In-Class Mini-Lecture (30 min)¶

Quick Timing Check (5 min)¶

Read a nextpnr timing report together
Key line: "Max frequency for clock 'clk': XX.XX MHz (PASS at 25.00 MHz)"
What's the critical path? Where does delay accumulate?

Numerical Architectures Live Demo (15 min)¶

Synthesize assign sum = a + b; at 4-bit, 8-bit, 16-bit, 32-bit widths
Run yosys stat for each — plot LUT count vs. width (should be roughly linear)
Synthesize assign product = a * b; at 4-bit, 8-bit — show the LUT explosion (quadratic growth, no DSP blocks on iCE40)
Compare: a + b vs. a + b + c — does the tool chain adders or use something smarter?
Inspect with yosys show: what does the synthesized adder actually look like?

PPA Thinking (10 min)¶

Design decision framework: "For this application, do I care more about Fmax, area, or power?"
FPGA vs. ASIC: on FPGA, LUTs are fixed-size so "area" is really "LUT utilization"; on ASIC, a 2-input gate is physically smaller than a 4-input gate
Real example: a 32-bit multiplier on iCE40 HX1K uses ~30% of available LUTs; on 28nm ASIC, it's a tiny fraction
Brief aside: "The PPA habits you build with yosys stat transfer directly to ASIC flows like OpenROAD/OpenLane."

Lab Exercises¶

Exercise 1: Adder Architecture Comparison (30 min)¶

Objective (SLO 10.1, 10.4): Compare manual and behavioral adder implementations using PPA metrics.

Tasks: 1. Manual ripple-carry adder: Chain full-adder instances (reuse Day 2 code) at 8-bit and 16-bit widths. 2. Behavioral adder: assign sum = a + b; at the same widths. 3. For each variant and width, record: - LUT count (yosys stat) - Schematic structure (yosys show) - Fmax (nextpnr timing report) 4. Fill in a comparison table:

Variant	Width	LUTs	FFs	Fmax (MHz)
Ripple-carry	8
Ripple-carry	16
Behavioral `+`	8
Behavioral `+`	16

Analysis question: Does the synthesis tool produce the same circuit for both? When would you manually implement an adder instead of using +?

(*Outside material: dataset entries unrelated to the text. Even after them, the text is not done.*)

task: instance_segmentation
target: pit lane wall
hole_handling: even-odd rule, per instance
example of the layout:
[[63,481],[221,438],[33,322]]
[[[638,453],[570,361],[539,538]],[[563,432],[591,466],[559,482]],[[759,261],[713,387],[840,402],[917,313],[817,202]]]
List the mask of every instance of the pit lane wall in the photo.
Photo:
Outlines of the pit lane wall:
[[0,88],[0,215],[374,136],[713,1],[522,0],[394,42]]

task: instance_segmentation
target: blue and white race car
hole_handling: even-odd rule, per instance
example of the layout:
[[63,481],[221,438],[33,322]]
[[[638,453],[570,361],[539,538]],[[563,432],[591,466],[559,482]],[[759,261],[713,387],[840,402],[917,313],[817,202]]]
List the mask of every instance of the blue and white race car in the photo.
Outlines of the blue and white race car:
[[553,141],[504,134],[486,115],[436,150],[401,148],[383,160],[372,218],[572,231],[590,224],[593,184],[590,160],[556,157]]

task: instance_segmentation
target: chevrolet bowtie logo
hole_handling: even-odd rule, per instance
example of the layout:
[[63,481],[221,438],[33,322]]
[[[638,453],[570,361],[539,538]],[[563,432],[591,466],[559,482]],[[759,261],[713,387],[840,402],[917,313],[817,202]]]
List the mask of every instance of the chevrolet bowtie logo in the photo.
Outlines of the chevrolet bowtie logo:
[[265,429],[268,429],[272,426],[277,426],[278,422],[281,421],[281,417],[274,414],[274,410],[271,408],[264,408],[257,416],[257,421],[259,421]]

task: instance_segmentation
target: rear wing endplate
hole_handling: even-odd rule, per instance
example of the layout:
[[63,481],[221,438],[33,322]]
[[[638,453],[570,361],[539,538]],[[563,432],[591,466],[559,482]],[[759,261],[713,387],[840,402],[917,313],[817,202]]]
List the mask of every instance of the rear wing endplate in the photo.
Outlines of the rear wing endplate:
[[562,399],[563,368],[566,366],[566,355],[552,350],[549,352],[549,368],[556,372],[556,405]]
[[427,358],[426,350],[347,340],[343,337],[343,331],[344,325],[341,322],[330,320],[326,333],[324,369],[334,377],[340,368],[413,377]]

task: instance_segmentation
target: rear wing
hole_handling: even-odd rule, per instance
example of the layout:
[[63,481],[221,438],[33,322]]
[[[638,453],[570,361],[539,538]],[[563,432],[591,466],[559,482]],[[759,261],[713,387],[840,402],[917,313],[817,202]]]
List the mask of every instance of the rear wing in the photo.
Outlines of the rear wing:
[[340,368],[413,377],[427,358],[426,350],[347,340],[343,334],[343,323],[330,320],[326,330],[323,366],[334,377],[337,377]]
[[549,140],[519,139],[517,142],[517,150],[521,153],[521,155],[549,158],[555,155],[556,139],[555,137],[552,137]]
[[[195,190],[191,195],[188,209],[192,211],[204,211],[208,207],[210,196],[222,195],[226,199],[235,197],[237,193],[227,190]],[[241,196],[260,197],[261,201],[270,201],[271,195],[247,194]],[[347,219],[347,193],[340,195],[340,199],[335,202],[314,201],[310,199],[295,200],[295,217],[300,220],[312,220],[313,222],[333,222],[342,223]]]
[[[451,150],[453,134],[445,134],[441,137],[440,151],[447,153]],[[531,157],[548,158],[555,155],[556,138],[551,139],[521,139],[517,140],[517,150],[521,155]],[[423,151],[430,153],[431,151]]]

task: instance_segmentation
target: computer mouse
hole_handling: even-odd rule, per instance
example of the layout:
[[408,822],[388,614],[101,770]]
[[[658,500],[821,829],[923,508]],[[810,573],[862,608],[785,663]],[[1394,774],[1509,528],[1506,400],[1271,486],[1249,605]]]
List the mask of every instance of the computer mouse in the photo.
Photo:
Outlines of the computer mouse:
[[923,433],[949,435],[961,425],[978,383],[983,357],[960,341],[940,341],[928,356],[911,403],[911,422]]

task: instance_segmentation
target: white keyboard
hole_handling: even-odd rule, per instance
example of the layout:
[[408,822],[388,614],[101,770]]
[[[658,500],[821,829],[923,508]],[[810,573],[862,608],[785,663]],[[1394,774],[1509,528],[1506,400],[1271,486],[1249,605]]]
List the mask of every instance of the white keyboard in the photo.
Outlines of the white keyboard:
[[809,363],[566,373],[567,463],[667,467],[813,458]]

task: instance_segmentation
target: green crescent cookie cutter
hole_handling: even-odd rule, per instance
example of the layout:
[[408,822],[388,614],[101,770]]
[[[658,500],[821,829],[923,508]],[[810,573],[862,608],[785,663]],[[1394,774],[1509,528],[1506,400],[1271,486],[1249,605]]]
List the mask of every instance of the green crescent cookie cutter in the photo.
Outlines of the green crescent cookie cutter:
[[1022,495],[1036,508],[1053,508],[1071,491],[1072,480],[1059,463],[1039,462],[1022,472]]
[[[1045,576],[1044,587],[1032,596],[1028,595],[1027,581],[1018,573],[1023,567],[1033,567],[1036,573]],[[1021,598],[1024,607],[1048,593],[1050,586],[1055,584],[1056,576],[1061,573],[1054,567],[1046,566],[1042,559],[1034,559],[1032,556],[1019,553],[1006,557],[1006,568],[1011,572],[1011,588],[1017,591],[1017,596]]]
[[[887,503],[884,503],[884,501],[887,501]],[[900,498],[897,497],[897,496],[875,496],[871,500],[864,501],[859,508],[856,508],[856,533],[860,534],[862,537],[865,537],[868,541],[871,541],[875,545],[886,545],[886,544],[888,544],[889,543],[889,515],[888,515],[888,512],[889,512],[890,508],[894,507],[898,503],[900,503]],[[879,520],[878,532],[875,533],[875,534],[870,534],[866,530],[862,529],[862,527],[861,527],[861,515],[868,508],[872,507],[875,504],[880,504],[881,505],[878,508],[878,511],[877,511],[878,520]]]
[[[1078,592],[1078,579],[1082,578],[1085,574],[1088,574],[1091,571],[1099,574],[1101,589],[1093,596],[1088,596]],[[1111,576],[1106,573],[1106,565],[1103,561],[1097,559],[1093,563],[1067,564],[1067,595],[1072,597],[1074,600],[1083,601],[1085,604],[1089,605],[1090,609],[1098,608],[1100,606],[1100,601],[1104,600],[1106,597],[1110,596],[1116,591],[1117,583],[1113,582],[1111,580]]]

Checkpoint: Comparison table filled in with real data. At least one observation about the results.

Exercise 2: Shift-and-Add Multiplier (30 min)¶

Objective (SLO 10.2, 10.4): Implement a sequential multiplier and compare to combinational.

Tasks: 1. Implement an 8-bit unsigned shift-and-add multiplier: - FSM controls the operation (IDLE → COMPUTE → DONE) - Shift register holds the multiplier, accumulator holds the partial product - Takes up to 8 clock cycles to complete 2. Write a testbench: verify at least 10 test cases including 0×N, N×0, 1×N, max×max. 3. Synthesize the sequential multiplier. Record LUTs, FFs, Fmax. 4. Synthesize assign product = a * b; (8-bit, combinational). Record LUTs, FFs, Fmax. 5. Compare:

Variant	LUTs	FFs	Fmax	Latency
Shift-and-add (sequential)				8 cycles
Behavioral `*` (combinational)				1 cycle

Discussion: When would you choose sequential over combinational? (High area pressure, relaxed latency requirements.)

Checkpoint: Working multiplier. Comparison table with both variants.

Exercise 3: Fixed-Point Arithmetic (20 min)¶

Objective (SLO 10.3): Handle the practical challenges of fixed-point computation.

Tasks: 1. Implement a Q4.4 fixed-point adder: two 8-bit inputs (4 integer, 4 fractional), 9-bit output (with carry). 2. Implement a Q4.4 fixed-point multiplier: two 8-bit inputs → 16-bit product (Q8.8). - Key challenge: The product of two Q4.4 numbers is Q8.8 — you need to extract the right bits for the integer part. 3. Drive the integer part of the result to the 7-seg display. 4. Test with known values: e.g., 2.5 × 3.0 = 7.5 → integer part = 7 on display.

Checkpoint: Fixed-point multiplication gives correct integer result on 7-seg.

Exercise 4: Timing Constraint Exercise (10 min)¶

Objective (SLO 10.5): Practice reading timing reports.

Tasks: 1. Add a timing constraint to an existing design (e.g., the shift-and-add multiplier). 2. Synthesize with nextpnr. Read the timing report. 3. Does timing pass at 25 MHz? At 50 MHz? At 100 MHz? 4. Identify what limits Fmax in your design.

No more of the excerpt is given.